Friday, March 8, 2013

Berlusconi slapped with 1-year jail sentence in wiretap trial



Italy's former prime minister Silvio Berlusconi would not serve time on wiretapping charges until any appeals
are decided. He is also facing trials on charges of sex with an underage prostitute and tax fraud.

MILAN —  An Italian court sentenced ex-Prime Minister Silvio Berlusconi Thursday to one year in jail over the 2006 publication by his family's newspaper of a transcript of a leaked wiretap connected to a banking scandal.

Italian justice system rules mean that the 76-year-old media billionaire would not have to serve any jail time until the appeals process has been exhausted, and a higher court may still overturn the ruling.

It came in the middle of a complex political impasse arising from an inconclusive election last week that left no party able to form a government on its own, although Berlusconi's center-right formation emerged as the second strongest in parliament.

Berlusconi is in the middle of a series of trials, with separate cases over charges of tax fraud and paying for sex with an underage prostitute due to wind up this month.

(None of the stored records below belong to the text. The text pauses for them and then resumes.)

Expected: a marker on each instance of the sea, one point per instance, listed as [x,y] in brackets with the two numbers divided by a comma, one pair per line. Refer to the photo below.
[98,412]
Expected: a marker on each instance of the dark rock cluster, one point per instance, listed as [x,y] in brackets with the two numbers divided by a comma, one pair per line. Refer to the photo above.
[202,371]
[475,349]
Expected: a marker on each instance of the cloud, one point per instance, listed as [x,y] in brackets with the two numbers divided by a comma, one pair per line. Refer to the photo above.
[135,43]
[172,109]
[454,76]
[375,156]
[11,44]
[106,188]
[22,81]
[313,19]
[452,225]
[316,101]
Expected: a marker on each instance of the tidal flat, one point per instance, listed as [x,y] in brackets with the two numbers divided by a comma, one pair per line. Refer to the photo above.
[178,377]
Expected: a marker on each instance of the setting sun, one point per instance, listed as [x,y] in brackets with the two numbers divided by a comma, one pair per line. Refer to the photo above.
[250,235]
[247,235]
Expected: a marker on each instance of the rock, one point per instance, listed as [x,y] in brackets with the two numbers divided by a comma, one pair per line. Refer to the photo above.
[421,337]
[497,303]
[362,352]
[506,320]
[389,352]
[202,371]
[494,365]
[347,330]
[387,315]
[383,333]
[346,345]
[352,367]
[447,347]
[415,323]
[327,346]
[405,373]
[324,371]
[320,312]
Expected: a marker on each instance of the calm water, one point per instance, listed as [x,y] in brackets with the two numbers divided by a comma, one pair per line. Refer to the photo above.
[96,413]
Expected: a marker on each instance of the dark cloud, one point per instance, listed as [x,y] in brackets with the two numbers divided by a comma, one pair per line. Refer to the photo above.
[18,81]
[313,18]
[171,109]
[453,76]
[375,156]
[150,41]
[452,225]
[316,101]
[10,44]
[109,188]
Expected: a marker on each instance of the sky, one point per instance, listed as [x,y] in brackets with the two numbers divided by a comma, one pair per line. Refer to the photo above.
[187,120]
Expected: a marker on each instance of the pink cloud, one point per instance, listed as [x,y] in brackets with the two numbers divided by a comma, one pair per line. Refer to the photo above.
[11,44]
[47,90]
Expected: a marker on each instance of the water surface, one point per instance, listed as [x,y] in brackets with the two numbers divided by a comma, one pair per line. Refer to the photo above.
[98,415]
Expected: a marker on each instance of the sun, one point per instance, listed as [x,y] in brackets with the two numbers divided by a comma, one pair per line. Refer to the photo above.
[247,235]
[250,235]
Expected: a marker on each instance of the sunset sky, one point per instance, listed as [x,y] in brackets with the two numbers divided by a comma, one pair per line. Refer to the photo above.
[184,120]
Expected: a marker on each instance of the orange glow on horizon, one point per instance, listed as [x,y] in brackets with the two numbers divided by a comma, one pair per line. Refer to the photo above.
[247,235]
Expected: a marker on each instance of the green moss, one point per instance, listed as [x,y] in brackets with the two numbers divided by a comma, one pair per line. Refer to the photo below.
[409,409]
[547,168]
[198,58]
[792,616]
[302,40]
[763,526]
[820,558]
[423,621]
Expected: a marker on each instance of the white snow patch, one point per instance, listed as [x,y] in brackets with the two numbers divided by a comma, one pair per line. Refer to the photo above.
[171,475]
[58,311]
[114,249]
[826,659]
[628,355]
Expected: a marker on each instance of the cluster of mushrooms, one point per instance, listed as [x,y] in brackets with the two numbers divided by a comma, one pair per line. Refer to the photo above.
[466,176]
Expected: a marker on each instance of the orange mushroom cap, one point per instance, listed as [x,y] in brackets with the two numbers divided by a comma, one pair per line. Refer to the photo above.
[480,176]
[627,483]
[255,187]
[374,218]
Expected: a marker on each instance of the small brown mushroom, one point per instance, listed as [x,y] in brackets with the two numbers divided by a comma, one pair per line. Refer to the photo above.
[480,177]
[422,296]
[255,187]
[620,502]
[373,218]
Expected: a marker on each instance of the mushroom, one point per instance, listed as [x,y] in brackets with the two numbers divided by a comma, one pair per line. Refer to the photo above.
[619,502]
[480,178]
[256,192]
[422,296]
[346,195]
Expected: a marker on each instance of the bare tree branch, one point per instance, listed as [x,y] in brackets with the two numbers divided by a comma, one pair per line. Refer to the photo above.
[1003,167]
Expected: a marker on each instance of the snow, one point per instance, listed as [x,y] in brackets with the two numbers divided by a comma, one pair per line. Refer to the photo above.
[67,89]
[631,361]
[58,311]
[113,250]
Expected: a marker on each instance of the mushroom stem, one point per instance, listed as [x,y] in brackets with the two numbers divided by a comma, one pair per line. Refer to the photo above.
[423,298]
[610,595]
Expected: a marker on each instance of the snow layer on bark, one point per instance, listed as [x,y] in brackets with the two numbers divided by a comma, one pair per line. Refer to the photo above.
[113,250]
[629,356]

He has denied any wrongdoing in the case, and the verdict was immediately criticized by his lawyer Piero Longo, who has frequently criticized Milan judges over the long series of trials Berlusconi has faced over the years.
"I'm not surprised, given that it's Milan and it has to do with Berlusconi," he told reporters after the verdict. "But I am concerned and shocked because I'm quite convinced that the charges against Berlusconi were weak and contradictory and even completely lacking."
Berlusconi's brother Paolo, publisher of the family-owned Il Giornale daily, was sentenced to two years and three months in the same case, which centered on confidential wiretap transcripts related to a bank takeover that appeared in the newspaper.
The court also awarded 80,000 euros in damages to Piero Fassino, who was head of the main center-left party at the time of the incident and whose remarks were caught on the wiretap and published in the newspaper.
Fassino asserted that Il Giornale, a right-wing newspaper, published the transcripts shortly before the 2006 election to create the impression that Fassino had exercised improper pressure in the attempted takeover of Banca Nazionale del Lavoro by insurer Unipol in 2005.
Late on Wednesday, Italy's highest appeals court upheld a ruling clearing Berlusconi of tax fraud in connection with his Mediatrade broadcasting rights firm.